Смотрите! Вот Ленни получает свое недельное жалованье; и хотя Ленни знает, что может получать больше в соседнем приходе, его голубые глаза светятся благодарностью — не от звона монет, а от дружеской беседы бедного изгнанника о вещах, далеких от всякой службы; в то время как Виоланта спускается по ступеням террасы, нагруженная своей мачехой маленькой корзинкой с саго и тому подобными деликатесами для миссис Фэрфилд, которая приболела в последние несколько дней.

По дороге домой Ленни увидит лудильщика и купит самое что ни на есть демостеновское «Воззвание» — трактат из трактатов о «Справедливости забастовок» и «Алчности хозяев». Но, так или иначе, я думаю, что несколько слов синьора Риккабокки, которые не стоили синьору ни фартинга, и вид улыбки его матери при виде содержимого корзинки, которая стоила очень дешево, послужат нейтрализации эффекта этого «Воззвания» гораздо эффективнее, чем лучшая статья, которую могли бы написать Брум или Милль на эту тему.

ГЛАВА VIII.

Снова пришла весна; и в один прекрасный майский день Леонард Фэрфилд сидел у маленького фонтана, который он теперь уже действительно построил в саду. Бабочки порхали над полосой цветов, которую он разбил вокруг своего фонтана, а над головой пели птицы. Леонард Фэрфилд отдыхал от дневных трудов, чтобы насладиться своим скромным обедом под прохладным журчанием сверкающих вод, и с еще более острым аппетитом к знаниям он пожирал свою книгу, жуя корки.
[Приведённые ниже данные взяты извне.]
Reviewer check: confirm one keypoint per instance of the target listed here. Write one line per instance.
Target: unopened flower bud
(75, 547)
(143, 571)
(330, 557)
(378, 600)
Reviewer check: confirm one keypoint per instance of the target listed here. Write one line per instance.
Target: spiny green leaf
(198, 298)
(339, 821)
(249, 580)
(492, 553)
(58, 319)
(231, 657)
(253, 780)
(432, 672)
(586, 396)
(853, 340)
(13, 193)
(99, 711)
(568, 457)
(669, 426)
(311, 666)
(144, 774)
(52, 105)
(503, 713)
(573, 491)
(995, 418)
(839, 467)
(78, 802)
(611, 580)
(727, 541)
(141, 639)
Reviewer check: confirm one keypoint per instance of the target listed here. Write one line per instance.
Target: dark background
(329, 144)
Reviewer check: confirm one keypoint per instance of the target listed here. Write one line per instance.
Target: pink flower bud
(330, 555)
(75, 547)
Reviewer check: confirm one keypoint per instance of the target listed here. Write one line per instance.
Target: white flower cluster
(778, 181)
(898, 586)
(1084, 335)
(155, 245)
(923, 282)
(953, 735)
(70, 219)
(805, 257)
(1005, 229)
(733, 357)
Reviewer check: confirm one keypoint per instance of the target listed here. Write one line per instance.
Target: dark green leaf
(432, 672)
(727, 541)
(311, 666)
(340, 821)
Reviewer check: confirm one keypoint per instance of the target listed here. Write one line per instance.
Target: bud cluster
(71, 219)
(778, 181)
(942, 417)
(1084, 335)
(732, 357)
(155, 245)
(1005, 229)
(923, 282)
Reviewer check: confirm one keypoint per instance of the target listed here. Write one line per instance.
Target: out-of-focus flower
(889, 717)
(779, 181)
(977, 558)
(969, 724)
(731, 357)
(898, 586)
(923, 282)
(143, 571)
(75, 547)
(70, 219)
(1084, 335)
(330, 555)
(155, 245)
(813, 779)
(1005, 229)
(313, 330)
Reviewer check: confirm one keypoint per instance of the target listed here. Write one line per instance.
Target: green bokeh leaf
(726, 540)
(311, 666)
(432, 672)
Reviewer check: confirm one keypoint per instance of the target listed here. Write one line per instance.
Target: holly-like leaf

Пенсовая брошюра — это рожок для обуви литературы: она помогает «натянуть» множество книг, некоторые из которых слишком тесны, чтобы быть полезными при ходьбе. Пенсовая брошюра цитирует знаменитого писателя — вам хочется прочитать его; она подкрепляет поразительное утверждение авторитетным мнением — вам хочется обратиться к нему. За ночи прошедшей зимы интеллект Леонарда значительно продвинулся: он самостоятельно изучил больше, чем основы механики, и применил на практике принципы, которые усвоил, не только в гидравлическом достижении с фонтаном или в еще более примечательном применении науки, начатом на ручье, в котором Джекимо ловил пескарей и который Ленни отвел для орошения двух полей, но и в различных остроумных приспособлениях для облегчения или сокращения труда, которые вызвали большое удивление и похвалу в округе. С другой стороны, те яростные маленькие брошюры, которые так решительно расправлялись с судьбами человеческого рода, даже когда его растущий разум и чтение более классических или логических трудов привели его к пониманию того, что они безграмотны, и к подозрению, что они перескакивают от посылок к выводам с быстротой, весьма отличной от тщательного рассуждения механической науки, все же, благодаря цитатам и ссылкам, которыми они изобиловали, завлекали его к философам более показным и более опасным. Из сумки лудильщика он выудил перевод «Прогресса человеческого разума» Кондорсе и еще один — «Общественного договора» Руссо. Это побудило его выбрать из брошюр в коллекции лудильщика те, что больше всего изобиловали заявлениями о филантропии и предсказаниями некоего грядущего Золотого века, по сравнению с которым век старого Сатурна был шуткой — брошюры, столь мягкие и материнские по своему языку, что требовался гораздо более практический опыт, чем у Ленни, чтобы понять, что вам пришлось бы пересечь реку крови, прежде чем у вас появился бы хоть малейший шанс ступить на цветущие берега, на которых они приглашали вас отдохнуть — брошюры, которые румянили щеки бедной христианской веры, водружали ей на голову корону из невинных нарциссов и заставляли ее танцевать па-де-зефир в пасторальном балете, в котором Сен-Симон играет на дудочке стаду, которое он стрижет; или, предварительно установив в качестве аксиомы, что

"The cloud-capt towers, the gorgeous palaces,

The solemn temples, the great globe itself—

Yea, all which it inherit, shall dissolve,"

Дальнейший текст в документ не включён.